- Duration: October 1980– March 28, 1981
- NCAA tournament: 1981
- National championship: Duluth Arena Duluth, Minnesota
- NCAA champion: Wisconsin
- Hobey Baker Award: Neal Broten (Minnesota)

= 1980–81 NCAA Division I men's ice hockey season =

The 1980–81 NCAA Division I men's ice hockey season began in October 1980 and concluded with the 1981 NCAA Division I Men's Ice Hockey Tournament's championship game on March 28, 1981 at the Duluth Arena in Duluth, Minnesota.
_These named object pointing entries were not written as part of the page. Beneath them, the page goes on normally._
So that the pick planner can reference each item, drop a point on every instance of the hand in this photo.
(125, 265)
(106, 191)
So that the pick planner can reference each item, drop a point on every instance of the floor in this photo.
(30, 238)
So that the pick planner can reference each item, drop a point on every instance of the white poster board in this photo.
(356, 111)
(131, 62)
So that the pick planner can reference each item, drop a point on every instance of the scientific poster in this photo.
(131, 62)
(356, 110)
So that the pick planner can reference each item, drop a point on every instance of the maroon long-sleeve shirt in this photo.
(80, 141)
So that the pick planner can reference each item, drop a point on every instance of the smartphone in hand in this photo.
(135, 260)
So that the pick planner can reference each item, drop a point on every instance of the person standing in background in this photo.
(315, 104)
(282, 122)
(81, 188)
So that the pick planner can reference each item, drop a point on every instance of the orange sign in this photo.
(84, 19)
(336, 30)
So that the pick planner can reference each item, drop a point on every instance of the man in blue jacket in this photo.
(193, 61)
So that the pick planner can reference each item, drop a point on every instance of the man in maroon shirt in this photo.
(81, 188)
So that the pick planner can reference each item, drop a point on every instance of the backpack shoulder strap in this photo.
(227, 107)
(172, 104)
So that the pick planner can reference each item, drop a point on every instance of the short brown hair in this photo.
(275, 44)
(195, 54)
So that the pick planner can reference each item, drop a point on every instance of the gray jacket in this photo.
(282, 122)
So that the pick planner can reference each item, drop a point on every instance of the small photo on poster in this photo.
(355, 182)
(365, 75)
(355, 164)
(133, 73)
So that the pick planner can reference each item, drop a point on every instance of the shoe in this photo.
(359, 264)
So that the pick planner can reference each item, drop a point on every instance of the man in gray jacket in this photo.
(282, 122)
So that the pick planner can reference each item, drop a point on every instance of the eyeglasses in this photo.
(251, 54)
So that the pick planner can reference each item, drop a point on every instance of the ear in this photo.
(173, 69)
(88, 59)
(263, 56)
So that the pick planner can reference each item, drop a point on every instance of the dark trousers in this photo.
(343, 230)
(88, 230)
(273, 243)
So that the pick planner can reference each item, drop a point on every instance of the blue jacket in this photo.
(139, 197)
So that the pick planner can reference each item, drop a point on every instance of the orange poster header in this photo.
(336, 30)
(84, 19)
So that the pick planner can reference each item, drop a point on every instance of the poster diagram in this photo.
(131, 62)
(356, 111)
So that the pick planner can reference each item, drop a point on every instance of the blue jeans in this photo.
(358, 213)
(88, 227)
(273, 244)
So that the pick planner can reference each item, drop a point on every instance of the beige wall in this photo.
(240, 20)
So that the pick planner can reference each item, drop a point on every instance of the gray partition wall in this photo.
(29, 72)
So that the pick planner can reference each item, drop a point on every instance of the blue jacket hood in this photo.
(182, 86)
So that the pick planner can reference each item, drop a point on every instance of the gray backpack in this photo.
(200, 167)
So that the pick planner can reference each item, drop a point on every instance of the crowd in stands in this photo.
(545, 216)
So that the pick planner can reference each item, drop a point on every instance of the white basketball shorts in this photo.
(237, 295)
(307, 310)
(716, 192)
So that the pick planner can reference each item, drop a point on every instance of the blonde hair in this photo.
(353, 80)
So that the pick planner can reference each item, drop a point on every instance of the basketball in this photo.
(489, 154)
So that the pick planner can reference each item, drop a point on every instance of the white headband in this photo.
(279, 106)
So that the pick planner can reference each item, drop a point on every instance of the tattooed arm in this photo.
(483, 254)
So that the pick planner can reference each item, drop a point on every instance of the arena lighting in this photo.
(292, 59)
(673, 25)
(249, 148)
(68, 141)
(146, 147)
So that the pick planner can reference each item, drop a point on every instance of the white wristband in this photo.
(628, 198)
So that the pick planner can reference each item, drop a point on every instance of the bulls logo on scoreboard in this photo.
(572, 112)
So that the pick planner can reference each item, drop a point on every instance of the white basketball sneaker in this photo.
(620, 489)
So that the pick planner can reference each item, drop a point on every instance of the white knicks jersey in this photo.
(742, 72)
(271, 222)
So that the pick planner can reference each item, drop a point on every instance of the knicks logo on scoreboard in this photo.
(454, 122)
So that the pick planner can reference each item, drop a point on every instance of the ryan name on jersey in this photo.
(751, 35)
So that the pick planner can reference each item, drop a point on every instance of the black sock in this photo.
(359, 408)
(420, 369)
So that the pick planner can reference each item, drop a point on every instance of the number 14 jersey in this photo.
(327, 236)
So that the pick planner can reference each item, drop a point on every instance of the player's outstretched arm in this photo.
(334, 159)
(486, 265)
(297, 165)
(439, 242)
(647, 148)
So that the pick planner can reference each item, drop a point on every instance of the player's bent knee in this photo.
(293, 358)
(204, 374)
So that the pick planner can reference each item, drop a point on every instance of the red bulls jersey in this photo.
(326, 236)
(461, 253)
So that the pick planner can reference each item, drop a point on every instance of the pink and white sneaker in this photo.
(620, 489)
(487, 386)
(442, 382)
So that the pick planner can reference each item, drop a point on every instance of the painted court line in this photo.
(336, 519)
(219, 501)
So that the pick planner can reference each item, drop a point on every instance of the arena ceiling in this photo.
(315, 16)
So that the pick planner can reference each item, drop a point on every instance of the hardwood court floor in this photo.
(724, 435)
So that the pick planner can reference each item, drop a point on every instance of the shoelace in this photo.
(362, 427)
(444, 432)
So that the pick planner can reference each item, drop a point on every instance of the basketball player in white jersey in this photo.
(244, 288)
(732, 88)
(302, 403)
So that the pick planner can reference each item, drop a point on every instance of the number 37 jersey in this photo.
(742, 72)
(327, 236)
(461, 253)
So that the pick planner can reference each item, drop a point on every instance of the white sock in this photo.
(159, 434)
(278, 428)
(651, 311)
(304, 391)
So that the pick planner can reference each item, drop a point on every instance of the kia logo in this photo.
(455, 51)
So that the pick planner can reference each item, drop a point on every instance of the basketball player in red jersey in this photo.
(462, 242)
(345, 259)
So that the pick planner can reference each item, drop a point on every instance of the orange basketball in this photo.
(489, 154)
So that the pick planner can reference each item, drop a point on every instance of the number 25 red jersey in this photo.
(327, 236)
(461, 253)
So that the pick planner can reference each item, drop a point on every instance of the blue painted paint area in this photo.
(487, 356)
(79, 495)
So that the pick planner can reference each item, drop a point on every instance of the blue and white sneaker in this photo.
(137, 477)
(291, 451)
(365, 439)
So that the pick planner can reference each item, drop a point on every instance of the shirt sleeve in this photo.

This was the 34th season in which an NCAA ice hockey championship was held and is the 87th year overall where an NCAA school fielded a team.

For the first time the Hobey Baker Award was conferred after the conclusion of the regular season.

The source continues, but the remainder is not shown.